The Age of Emancipation

This colloquium examines the causes and the course of the Civil War, its social, economic, and political results during Reconstruction, and the early roots of both de jure segregation and the civil rights movement. It will examine the process of emancipation from the perspective of social history. Violent conflicts over free labor, the establishment of sharecropping, and the political and economic policies pursued by various groups--freedpeople, ex-masters, northern policymakers, wage laborers, and African American women, for example--will be covered.

African Women's Work

The power to produce food and reproduce society gave women significant public voice in African societies in the past. But over 200 years they lost that public voice and control over subsistence. Why, when women are still producing food and people, is the social and political voice of women so much less significant than it was before? We explore African womens' work of governing, production, and social reproduction across the tumultuous changes of the 20th century.

Slavery in the Americas

A course, organized topically rather than geographically or nationally, that offers a comparative analysis of African American slavery as a dominant social system in Brazil, the Caribbean, and the U.S. South. Topics include: why slavery?; sugar and slavery; historical demography; culture and the law; kinship and family; long-run economic development; patterns of race relations; master class and racist ideologies; resistance to slavery; and abolition and its aftermath. Readings include historical and anthropological studies, as well as a major documentary collection on slavery in Brazil.

Afr-Amer: Emancipatn to Obama

This course will examine the social, cultural, political, and economic history of African Americans from emancipation and Reconstruction through the present. Emphasis will fall on postwar southern social and economic developments, the rise of segregation, northern migrations, black class stratification, nationalism, the twentieth-century civil rights movement, and current trends in African American political, social, and economic life.

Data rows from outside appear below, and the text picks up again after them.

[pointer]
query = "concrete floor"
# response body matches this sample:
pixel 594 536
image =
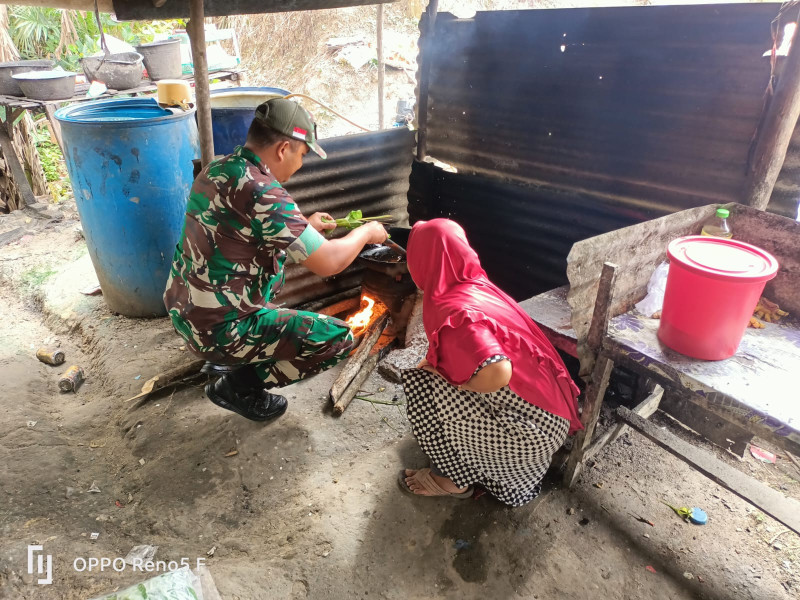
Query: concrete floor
pixel 308 506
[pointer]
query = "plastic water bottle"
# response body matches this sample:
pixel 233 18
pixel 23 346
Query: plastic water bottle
pixel 717 226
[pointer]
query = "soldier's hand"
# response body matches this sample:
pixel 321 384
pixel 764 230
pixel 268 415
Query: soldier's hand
pixel 375 232
pixel 322 221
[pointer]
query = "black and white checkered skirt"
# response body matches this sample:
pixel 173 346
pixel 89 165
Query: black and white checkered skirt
pixel 496 440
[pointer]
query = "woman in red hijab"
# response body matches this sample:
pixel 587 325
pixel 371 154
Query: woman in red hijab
pixel 492 401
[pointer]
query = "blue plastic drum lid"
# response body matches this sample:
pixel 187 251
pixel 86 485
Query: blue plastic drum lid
pixel 232 111
pixel 130 164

US Women's History since 1890

This course introduces students to the major themes of U.S. women's history from the 1890s to the present. We will look both at the experiences of a diverse group of women in the U.S. as well as the ideological meaning of gender as it evolved and changed over the twentieth century. We will chart the various meanings of womanhood (for example, in relation to motherhood, work, the domestic sphere, and sexuality) along racial, ethnic, and class lines and in different regions, and will trace the impact multiple identities have had on women's activism.

American West Pacific World

The vast region of North America between the Mississippi River and Pacific Ocean has been a site of many migrations, conflicts, political transformations, and environmental changes. This course examines dynamic histories of Native American tribes, Euro-American "explorers" and colonists, cowboys and miners, Asian immigrant laborers, and mariners, all of whom helped create interior and oceanic worlds. It focuses on natural and human changes in specific locales, and also explores how public histories at these places shape the present and future.

20th Century Europe

A survey of European events, themes, and trends between 1900 and the new millennium, centered on discussion of a rich mix of primary sources that include fiction and film. Students will range from the Balkans to the Baltic, from the Urals to the United Kingdom, from death camps to the welfare state, from Bolshevism to neoliberalism, from European civil and cold war to European Union. This course complements History 151, does not repeat high school history, and pays close attention to developing historical consciousness and analytical skills.

Cities in Modern East Asia

This course asks: what are cities in the history of modern East Asia? Cities were cosmopolitan, centers of commerce, and sites of social movements in late imperial China, Tokugawa Japan, and late Chosǔn Korea. How did the roles of cities change in the nineteenth century when East Asia became more integrated into the global system? How was urban life affected in the first half of the twentieth century when the central states dealt with domestic turmoil and external pressures? How did the state work to redefine cities and urban culture in the postwar era?

The Atlantic World

Early Americans inhabited an interconnected world through which people, beliefs, and objects circulated. This course explores the 'Atlantic World' as both a place and a concept: an ocean surrounded by diverse communities and empires, and an imagined space of shared or competing affiliations. Moving from the fifteenth to the nineteenth century, it examines ecological, cultural, political, economic, intellectual, and religious exchanges among Native Americans, Europeans, and Africans.

History of Global Inequality

Why are some nations so much richer and more powerful than others? This course demonstrates that global inequality is not natural; it has a history. Exploring patterns of exchange that developed among regions of the world over the past 600 years, we will ask about the role of power in the establishment of practices of production and exchange. We will explore how cross-regional productive systems benefited some participants at the expense of others.